Research 4.5: Frame Rates


TASK: To demonstrate that you fully grasp the concept of frame rates, write a short paragraph explaining the difference between slow motion and frames per second in your ongoing glossary of terms. Cite any web or literature references that you use.

“Frame rate is the engine behind the cinematic lie.”
Alice O’Connor

The amount of time each film frame remains on screen before being replaced by the following image needs to be high enough to create the illusion of movement. 

The human brain can perceive between 10 and 12 individual frames every second. Anything faster than this makes our brains blend the frames together into an illusion of movement. This is the basis of animation and is called the ‘Phi Phenomenon’. 

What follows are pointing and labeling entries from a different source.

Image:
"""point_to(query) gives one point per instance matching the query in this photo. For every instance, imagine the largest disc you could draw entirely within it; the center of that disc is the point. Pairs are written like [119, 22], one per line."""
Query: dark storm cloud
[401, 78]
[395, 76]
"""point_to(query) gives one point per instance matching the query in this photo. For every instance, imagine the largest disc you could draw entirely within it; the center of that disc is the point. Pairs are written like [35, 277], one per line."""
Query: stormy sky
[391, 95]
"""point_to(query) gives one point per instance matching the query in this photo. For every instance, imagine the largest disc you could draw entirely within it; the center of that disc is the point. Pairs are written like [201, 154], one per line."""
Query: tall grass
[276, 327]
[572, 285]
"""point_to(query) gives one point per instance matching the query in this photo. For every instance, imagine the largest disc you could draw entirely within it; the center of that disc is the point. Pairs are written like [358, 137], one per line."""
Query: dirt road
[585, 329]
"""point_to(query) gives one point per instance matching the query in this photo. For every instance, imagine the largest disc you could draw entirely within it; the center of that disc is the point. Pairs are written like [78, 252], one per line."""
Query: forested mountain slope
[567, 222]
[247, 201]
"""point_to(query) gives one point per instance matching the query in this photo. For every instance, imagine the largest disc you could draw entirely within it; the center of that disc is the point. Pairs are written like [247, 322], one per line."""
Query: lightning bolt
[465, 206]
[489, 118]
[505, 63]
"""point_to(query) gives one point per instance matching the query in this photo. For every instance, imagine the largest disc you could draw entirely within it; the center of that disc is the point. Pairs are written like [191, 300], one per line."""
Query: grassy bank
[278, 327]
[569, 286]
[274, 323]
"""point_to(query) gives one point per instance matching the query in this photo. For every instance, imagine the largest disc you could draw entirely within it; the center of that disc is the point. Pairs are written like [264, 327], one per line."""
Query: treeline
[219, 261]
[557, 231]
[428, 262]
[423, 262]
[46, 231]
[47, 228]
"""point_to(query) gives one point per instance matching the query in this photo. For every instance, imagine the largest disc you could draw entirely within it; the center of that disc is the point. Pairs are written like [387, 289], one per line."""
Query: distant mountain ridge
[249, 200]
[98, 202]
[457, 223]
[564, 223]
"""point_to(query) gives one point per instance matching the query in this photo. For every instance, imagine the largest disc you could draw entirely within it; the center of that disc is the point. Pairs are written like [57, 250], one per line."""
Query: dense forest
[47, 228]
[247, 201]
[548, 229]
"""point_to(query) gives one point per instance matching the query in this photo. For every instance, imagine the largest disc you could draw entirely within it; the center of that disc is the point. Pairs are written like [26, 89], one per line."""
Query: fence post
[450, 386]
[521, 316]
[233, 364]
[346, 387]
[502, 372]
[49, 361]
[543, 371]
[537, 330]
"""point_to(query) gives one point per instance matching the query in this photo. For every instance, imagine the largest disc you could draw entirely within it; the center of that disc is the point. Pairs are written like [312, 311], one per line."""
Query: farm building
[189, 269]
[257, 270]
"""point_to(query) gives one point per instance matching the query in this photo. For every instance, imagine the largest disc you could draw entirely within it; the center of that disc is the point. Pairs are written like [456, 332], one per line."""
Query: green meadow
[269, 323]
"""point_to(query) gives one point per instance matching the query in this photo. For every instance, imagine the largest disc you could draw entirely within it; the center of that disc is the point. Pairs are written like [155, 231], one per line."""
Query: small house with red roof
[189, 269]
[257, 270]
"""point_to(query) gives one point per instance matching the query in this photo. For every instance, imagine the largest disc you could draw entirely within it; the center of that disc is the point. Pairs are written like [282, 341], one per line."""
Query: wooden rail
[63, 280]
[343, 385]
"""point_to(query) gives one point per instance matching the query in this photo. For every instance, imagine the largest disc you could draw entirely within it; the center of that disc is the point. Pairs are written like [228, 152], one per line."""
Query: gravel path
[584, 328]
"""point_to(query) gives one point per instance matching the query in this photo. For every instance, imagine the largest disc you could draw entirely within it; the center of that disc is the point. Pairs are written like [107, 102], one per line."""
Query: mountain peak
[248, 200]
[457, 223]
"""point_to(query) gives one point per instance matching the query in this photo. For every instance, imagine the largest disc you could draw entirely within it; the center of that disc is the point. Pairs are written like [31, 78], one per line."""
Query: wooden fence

The technology available today for cameras and playback allow for very high frame rates and there has been a trend in recent films (3D, CGI) to shoot and play back on frame rates much higher than those needed for the illusion of movement and those used in conventional cinema.

History of frame rates

In the early days of cinema, silent film frame rates varied widely. Cameras and projectors were often hand-cranked. Film strips were projected with a black shutter between each frame and in order for this black flicker of the screen (going dark every second frame) to be undetectable to audiences, each frame was flashed more than once (effectively played back as twos or threes).

Once sound was introduced, a more stable frame rate was required and the established rate became 24 frames per second (that is, each of the 12 frames needed for the Phi Phenomenon displayed twice, on twos). This set frame rate
came to dominate the way all cinema and moving image looked, and still mostly does.

TV: PAL and NTSC

When electronic frame rates came into being with television, problems with flicker and bandwidth were resolved by ‘interlacing’ frames in a comb-like fashion. Each frame would be refreshed at a rate set to the electrical alternating current (AC) of the country. 25fps (PAL) for countries operating on 50 hz AC – Africa, Europe, most of Asia and 30fps for countries operating on 60 hz AC (NTSC) the Americas and Japan.

Digital and CGI

With the introduction of digital media there were less structural reasons to limit what frame rates could be. Filmmakers have tried to push the ‘temporal resolution’ to increase ‘realism’ and decrease motion blur. Tests done on high frame rates such as 60fps were interpreted to produce stronger emotional responses in test audiences and frames as high as 120 fps have been developed (4K) and used in video games and sports broadcasts. Peter Jackson’s CGI
animated and live action hybrid blockbuster The Hobbit (2012) was screened at 48 fps (frames per second), twice that of normal 24 fps speed. Jackson argued that this high frame rate made for a clearer, more ‘real’ film.

Questions

It’s a moot point amongst audiences and critics what ‘more real’ means, particularly in the context of CGI. Audience members of The Hobbit complained of headaches and others complained that the ‘high realism’ of the film gave it the look of a ‘made for TV movie’. 

It is arguable that the incursion of animated CGI into almost every aspect of commercial narrative film and moving image is beginning to deconstruct the nature of cinema; drawing cinema away from its historically close relationship with literature and pulling it towards the world of computer games both in visual content and structural make up. 

Most moving image and cinema are still recorded for playback at 24 fps; a cadence that remains for the time being, something that audiences are more comfortable with.